Modern large language models have streamlined post-scraping text processing, replacing manual tag stripping and formatting with fast, robust cleaning workflows. Beyond cleaning, these tools enable efficient core idea extraction and content rephrasing for legitimate use cases.

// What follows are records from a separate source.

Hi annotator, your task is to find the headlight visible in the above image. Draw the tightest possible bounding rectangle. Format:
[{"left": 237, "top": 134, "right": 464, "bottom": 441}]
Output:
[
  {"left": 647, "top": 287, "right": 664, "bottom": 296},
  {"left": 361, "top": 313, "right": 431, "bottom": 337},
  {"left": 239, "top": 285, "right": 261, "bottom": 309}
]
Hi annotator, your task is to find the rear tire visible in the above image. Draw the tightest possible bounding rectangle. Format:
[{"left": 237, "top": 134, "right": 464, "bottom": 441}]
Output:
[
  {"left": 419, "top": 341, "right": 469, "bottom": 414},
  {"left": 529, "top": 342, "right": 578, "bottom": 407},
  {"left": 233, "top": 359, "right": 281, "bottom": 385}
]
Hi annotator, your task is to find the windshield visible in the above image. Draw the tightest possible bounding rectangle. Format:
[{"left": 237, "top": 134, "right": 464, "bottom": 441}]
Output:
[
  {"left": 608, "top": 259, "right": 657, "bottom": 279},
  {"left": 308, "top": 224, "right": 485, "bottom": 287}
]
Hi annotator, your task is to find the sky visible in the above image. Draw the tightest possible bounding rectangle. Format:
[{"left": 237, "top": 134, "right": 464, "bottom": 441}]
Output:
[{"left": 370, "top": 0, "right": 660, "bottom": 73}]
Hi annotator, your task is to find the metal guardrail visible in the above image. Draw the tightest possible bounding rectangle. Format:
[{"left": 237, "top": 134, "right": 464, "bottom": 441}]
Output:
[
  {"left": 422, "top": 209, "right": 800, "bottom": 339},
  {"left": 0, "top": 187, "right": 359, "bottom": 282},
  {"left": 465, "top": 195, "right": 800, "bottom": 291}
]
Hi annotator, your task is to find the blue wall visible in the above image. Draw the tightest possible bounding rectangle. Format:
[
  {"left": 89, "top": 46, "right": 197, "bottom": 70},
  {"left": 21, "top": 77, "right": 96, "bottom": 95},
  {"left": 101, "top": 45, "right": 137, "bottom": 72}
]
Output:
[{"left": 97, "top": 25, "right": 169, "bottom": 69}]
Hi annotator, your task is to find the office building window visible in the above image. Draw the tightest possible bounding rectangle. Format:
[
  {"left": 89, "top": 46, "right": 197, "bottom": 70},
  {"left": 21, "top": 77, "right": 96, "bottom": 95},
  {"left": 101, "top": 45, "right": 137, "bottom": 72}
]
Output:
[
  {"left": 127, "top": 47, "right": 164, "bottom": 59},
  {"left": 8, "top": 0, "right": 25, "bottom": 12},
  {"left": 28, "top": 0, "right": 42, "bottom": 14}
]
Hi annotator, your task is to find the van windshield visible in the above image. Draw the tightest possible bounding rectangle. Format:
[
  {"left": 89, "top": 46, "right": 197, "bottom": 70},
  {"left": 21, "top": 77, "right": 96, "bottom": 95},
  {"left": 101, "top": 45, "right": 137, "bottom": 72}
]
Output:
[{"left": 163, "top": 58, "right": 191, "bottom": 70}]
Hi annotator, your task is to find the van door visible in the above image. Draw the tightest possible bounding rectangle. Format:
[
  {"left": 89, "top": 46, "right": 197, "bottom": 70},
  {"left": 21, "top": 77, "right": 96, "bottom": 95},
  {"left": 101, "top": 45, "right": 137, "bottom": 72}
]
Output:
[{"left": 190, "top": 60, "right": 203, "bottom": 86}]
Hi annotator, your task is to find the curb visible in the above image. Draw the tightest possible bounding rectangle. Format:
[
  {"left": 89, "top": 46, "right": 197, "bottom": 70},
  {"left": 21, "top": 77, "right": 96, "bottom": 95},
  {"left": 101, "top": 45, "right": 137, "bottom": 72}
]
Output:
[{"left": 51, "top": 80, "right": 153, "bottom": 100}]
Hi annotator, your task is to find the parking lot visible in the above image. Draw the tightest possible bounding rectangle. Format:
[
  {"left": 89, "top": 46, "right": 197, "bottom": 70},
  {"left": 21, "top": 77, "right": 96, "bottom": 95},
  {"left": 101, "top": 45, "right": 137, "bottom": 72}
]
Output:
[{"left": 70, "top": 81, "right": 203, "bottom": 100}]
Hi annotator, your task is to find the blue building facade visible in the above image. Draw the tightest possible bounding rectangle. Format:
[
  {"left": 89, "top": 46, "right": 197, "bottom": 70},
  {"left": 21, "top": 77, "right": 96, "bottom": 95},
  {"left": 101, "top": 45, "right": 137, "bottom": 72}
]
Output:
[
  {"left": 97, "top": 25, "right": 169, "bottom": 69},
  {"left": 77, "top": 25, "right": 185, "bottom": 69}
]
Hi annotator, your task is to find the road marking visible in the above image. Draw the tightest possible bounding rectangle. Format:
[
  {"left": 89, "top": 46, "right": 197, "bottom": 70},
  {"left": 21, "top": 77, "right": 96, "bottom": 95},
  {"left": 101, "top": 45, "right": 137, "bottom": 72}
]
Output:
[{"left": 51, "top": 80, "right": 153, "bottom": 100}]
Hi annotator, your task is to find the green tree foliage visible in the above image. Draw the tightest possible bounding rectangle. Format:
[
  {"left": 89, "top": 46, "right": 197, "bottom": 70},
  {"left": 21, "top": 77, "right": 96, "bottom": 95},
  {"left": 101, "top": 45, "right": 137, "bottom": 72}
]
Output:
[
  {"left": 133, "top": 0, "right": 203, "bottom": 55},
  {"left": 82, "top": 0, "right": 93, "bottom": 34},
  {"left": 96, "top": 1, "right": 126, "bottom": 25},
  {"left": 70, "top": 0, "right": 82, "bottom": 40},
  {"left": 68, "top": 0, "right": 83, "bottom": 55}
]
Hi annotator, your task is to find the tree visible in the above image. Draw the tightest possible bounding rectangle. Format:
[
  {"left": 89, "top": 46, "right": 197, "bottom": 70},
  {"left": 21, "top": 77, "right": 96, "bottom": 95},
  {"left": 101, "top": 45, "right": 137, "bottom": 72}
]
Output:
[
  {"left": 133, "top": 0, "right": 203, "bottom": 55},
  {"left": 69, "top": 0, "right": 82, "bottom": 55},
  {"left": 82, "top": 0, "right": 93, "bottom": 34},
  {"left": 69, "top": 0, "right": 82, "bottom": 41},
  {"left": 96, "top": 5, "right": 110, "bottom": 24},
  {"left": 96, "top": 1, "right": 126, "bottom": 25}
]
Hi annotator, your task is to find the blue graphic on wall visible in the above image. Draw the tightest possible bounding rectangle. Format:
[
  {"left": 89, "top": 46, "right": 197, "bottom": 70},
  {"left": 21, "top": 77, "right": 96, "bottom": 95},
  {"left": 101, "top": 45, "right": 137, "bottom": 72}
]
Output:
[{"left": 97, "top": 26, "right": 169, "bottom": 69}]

Scraping web content requires identifying consistent, traversable resource URLs. Common strategies include inferring pagination patterns via query parameters or parsing embedded hyperlinks from source HTML. WeChat Official Account articles resist both approaches: individual post URLs contain complex, non-sequential encrypted parameters, and posts lack direct navigation to adjacent entries from the same account.
A reliable workaround exists using WeChat Public Platform’s internal tools. The process requires an active Official Account (registration is straightforward and free for personal use). After logging in, navigate to Drafts > Create New Graphic, click the Hyperlink button at the top, select Official Account Articles, and search for the target account. When the article list loads, open browser developer tools (F12) and switch to the Network tab. Clicking "Next Page" reveals a structured API request with predictable parameters.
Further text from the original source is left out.